Discussion: EF is a connective tissue disorder characterized by progressive thickening of the skin and soft tissues. There are 300 cases documented to date with only 21 involving pediatric patients. Steroids is the mainstay of treatment providing resolution in most patients, while methotrexate, tumor necrosis factor-alpha inhibitors, and rituximab are reserved for more refractory conditions. EF is considered a “scleroderma mimicker” due to shared skin changes, but it is crucial to delineate the two diseases. Unlike scleroderma, EF is characterized by eosinophilic infiltration that primarily affects the skin, fascia, and muscles of the limbs in the absence of Raynaud’s phenomenon and nailfold capillary changes. Visceral involvement is rare, rendering this case unique, as pulmonary manifestations have been documented in fewer than five cases.
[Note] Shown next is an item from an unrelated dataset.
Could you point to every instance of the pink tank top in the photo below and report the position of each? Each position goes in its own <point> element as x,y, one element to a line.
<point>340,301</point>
Finally, a hallmark feature of EF is the “groove sign,” defined by linear depressions along superficial veins due to tissue fibrosis.
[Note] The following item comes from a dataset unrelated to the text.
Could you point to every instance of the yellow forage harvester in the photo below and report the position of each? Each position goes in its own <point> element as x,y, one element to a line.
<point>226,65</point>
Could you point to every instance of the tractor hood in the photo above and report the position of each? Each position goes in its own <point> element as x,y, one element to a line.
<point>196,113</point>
Conclusions: This case highlights a pediatric patient with refractory EF complicated by unexpected severe lung disease. EF is an inflammatory condition that causes scleroderma-like skin changes in the limbs, resulting in chronic debility. The prognosis is excellent in adults, but this disease can be more challenging to treat in children. A full-thickness muscle biopsy is the gold standard for diagnosis that can differentiate EF from scleroderma, allowing for timely initiation of therapy.